深く積もった雪も融け始め、春一番の知らせが届き始めます。桃の節句も近付き、梅見などの行楽に人が出始めるようになります。
大地に降った雨はしばらくの間水場を作り、やがて消えていきます。まるで水は、氷、雲、雨、霧に姿を変えて地球のあらゆる命を結びつける糸のようです。
乾燥しきっていた空気に、心地よい湿度が戻って来たのを感じます。夕暮れ時MURAYAMAから眺める富士山も、たなびく霞の中に佇んでいました。
硬く結ばれていた蕾みが、ここの所ほころび始めました。梅を始めツバキなどの花が、春の到来を言祝ぐように目を楽しませてくれる事でしょう。冬の色彩から春の色彩に移り変わっていきます。
古代中国から伝わり、日本で根付いた農事暦。
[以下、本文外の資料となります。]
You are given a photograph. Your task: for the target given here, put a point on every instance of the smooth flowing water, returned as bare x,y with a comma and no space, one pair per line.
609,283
一年を二十四等分し、その季節ごとにふさわしい名前を付けた自然の暦です。
人々は、植物や生き物、自然の微妙な変化を感じ取り、農業をはじめ暮らしに役立てて来ました。時には、天災などの危険を避ける上でも重要なものでした。自然が営む再生循環と季節の移ろいをからだ全体で感じ、それを読み解いていく。まさに自然と共生してきた証しともいえます。